The results are surprising since previous evidence had strongly suggested that information about uncertainty enhanced the accuracy and consistency of dentists' restorative treatment decisions.⁸ In that study, the intervention had been delivered as a seminar and a trend towards improved decision making was clearly shown. However, the power of the previous study was questionable. The results described in this report are more reliable and a definite lack of effect of the intervention was demonstrated. The discrepancy between the results of the two studies can be explained in two ways. The first and most plausible explanation is that the previous study's small sample size allowed any changes in the dentists' treatment decisions after the intervention to be overstated and that the current study has revealed the true lack of impact of education about uncertainty. A second, less plausible, but possibly more interesting explanation might be that delivery of information via a personally delivered interactive seminar is more effective for improving dentists' decision making skills than a computer aided learning package. The educational intervention in the current study was delivered via a CAL package for two reasons. Firstly, it was delivered by computer in order to ensure standardisation across the different experimental groups. Secondly, it was important to have a method of education which could be easily and widely distributed and used, should it prove to be effective.

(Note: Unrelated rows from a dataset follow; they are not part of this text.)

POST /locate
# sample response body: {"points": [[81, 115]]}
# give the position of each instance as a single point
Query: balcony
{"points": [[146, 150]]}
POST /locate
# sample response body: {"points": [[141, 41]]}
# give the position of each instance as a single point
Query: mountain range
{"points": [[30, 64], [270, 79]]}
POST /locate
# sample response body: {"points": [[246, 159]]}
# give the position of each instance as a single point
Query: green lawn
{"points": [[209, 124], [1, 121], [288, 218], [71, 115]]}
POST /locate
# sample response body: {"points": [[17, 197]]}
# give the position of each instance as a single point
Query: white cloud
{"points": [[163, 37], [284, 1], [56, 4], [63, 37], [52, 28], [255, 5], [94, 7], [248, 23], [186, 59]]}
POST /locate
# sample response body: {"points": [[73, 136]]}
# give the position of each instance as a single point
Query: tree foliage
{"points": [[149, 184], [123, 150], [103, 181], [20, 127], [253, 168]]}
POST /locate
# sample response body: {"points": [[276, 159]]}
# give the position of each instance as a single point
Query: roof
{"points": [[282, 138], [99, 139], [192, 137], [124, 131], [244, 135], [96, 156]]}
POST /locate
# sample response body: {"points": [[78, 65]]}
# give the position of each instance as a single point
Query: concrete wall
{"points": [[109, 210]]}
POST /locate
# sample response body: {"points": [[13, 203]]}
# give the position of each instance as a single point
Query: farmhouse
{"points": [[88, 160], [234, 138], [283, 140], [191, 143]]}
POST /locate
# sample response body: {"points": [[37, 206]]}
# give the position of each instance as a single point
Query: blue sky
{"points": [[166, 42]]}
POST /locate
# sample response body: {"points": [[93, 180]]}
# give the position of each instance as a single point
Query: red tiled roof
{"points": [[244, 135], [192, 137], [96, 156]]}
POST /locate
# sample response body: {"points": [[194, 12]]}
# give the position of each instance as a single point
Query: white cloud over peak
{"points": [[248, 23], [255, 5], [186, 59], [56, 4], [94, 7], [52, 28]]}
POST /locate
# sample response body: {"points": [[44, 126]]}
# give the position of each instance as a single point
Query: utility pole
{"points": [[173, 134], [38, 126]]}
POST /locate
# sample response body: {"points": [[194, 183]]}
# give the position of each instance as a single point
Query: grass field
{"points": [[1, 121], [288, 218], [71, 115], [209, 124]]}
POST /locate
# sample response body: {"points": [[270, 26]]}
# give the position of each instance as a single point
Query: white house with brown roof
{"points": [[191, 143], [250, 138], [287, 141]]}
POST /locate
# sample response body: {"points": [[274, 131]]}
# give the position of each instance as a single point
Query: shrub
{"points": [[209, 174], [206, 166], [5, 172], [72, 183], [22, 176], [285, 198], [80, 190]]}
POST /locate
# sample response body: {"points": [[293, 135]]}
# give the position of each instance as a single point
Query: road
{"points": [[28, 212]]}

The study has clearly shown that education about uncertainty delivered by a computer aided learning package had no effect on dentists' decision making. This finding, especially when viewed in the light of the previous study, has very important implications, given the burgeoning use of computer packages in education. The only difference between the two studies was the mode of delivery of the information. The information, study design, materials and methods were exactly the same. Further research is urgently needed to directly compare education delivered by CALs and by personnel. The findings of this study have enormous implications for education.

Conclusions

1. 1

   Further study of the psychology of treatment decision making is needed in order to determine the key factors influencing dentists' choices.

2. 2

   Direct comparisons of computer aided learning and traditional education are needed before the ease of distribution of such packages causes potentially ineffective educational methods to overtake traditional ones.